SOONER or later, every athlete reaches their pinnacle, and I think I may well have reached mine.

A call came in last week from Darlington Harriers, inviting me to take part in a special athletics event this Saturday.

The remarkable Ian Barnes, who has featured in my column more than once, will be attempting to set the British Masters record over a mile for the 85-plus age group.

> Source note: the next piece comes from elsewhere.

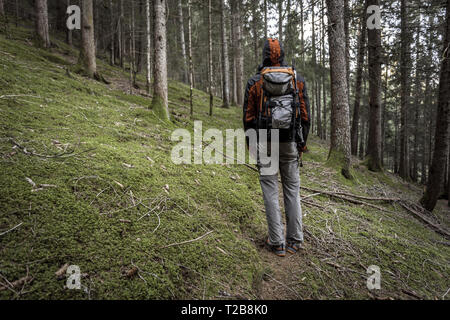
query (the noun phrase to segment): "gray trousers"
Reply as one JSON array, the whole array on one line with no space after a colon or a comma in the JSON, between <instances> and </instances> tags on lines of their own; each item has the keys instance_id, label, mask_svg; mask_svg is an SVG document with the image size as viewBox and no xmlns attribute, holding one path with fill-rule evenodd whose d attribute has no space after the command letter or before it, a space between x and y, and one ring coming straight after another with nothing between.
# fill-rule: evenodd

The event will be staged, under strict Covid-19 restrictions, at the Eastbourne track, and I’ll be one of those running in the race.

This is not, I hasten to add, because of my athletic prowess (I’m lucky if I break 30 minutes for the Parkrun over 5km).

I have to confess to initially being concerned that the Harriers may think I look older than 85. However, on reflection, I’ve come to the conclusion that it has more to do with them wanting to make sure that what will, hopefully, be a little piece of sporting history is properly reported.

At 58, I’m nearly 30 years younger than Ian (pictured below), who is the driving force behind the Darlington Parkrun, and an inspiration for everyone who took part before coronavirus got in the way.

Nevertheless, I’m a competitive soul, so I’ve stepped up my training regime significantly, and cut down on the red wine, in the hope that I can avoid finishing in the great man’s slipstream.

Whatever the result, I wish him well.

The Northern Echo:

FINALLY, my favourite headline of the past week comes from Scotland, where the American President’s positive coronavirus test was leading the website of the Ayr Advertiser.

“Turnberry hotelier tests positive for coronavirus,” was how the news of Donald Trump’s infection was announced.

That’s what I call keeping it local.